Sharag, Mohamed (Geisum Oil Company) | El-Enien, Sarwat Abou (Geisum Oil Company) | Raya, Osama Abou (Geisum Oil Company) | Waheed, Arshad (Halliburton Overseas Ltd.) | Farouk, Ehab (Halliburton Overseas Ltd.)
This case history develops through the drilling of a relatively underexplored and less promising limestone formation in the Gulf of Suez area of Egypt. The target formation, known as Thebes of Eocene Age, was "faulted" and the two separated pay sections presented different rock compositional scenarios. Even though the geological description broadly classified these zones as carbonates, the stimulation treatments designed for the two zones were totally different. The process that was undertaken in determining the best solution was based on the introduction of some novel analytical techniques and a com-prehensive approach to acidizing-treatment design.

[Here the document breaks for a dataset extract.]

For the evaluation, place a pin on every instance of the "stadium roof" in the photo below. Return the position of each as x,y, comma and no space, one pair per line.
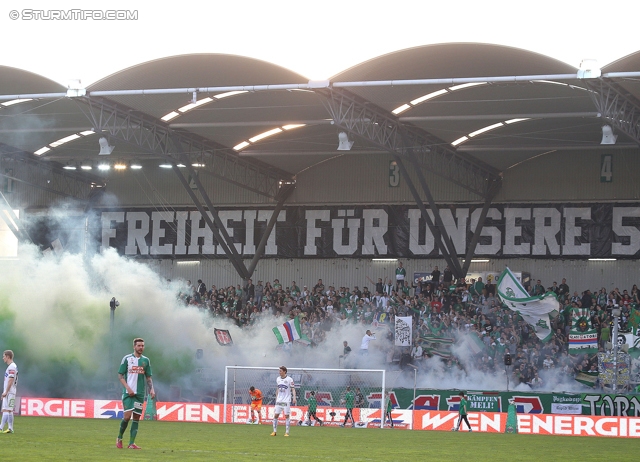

This paper details some of the new approaches that were used, including a composite log developed for carbonate-stimulation design. The emphasis on reservoir characterization in terms of its petrophysical properties and production capability is paramount in carbonates because of the extreme reservoir heterogeneity and a general noncorrelation between rock porosity and permeability. Furthermore, a new matrix acidizing simulator was run with input data from the composite log for modeling fluid distribution and skin evolution from the treatment. On the basis of these simulation runs, a couple of preemptive measures were taken to improve the treatment-fluid distribution profile.
Bottomhole pressure gauges in conjunction with real-time monitoring of skin evolution during the treatment were analyzed for determining the effectiveness and applicability of foamed treatments, in-situ crosslinked acid systems, and maximum pressure differential and injection rate (MAPDIR) techniques.
The post-stimulation production results and pressure-buildup surveys confirmed the success and effectiveness of the stimulation treatments.
The Thebes formation is of early Eocene Age in the Zeit Bay field (Fig. 1) of the Gulf of Suez, Egypt. The field is mainly a horst block, bounded to the east and west by two normal faults, further intersected by strike-slip faults. Depending on the location of the well, the Thebes formation can occur at varying depths between 3,500 and 4,400 ft true vertical depth (TVD), or between 3,800 ft and 6,000 ft (MD KB). The formation thickness also varies widely, reaching more than 600 ft in some areas of the field.
Geisum Oil Company first evaluated 1 the Thebes formation in 1998 as a secondary target while it was exploring for oil in the deeper Upper Cretaceous sandstones and fractured granitic Basement. On this exploration well (Well A-8), about 527 ft TVD of pay was encountered that failed to produce in its original completion. Subsequently, a small acid treatment was performed, and a short flow test was conducted on the well. The production estimates were 600 to 700 BOPD of 20° API oil. On the basis of volumetric calculations, the reservoir was estimated to have 5.7 million stock tank barrels (MMSTB) of oil-in-place with possible recoverable reserves of 1.1 MMSTB of oil. A new well (Well B-1) was drilled the following year for evaluating and developing the Thebes reservoir. In drilling and completing this new well, the operator encountered the Thebes formation 450 ft shallower than expected, while the intermediate-hole section of 12¼ in. was being drilled. The drilling prognosis at that stage was that the formation had "faulted," and a repetition of the Thebes existed at a deeper depth ( Fig. 2). The operator confirmed this theory when he encountered the Thebes formation again 440 ft deeper. The two sections were designated as Thebes I (the upper zone) and Thebes II (lower zone) with net pays of 195 ft and 163 ft, respectively.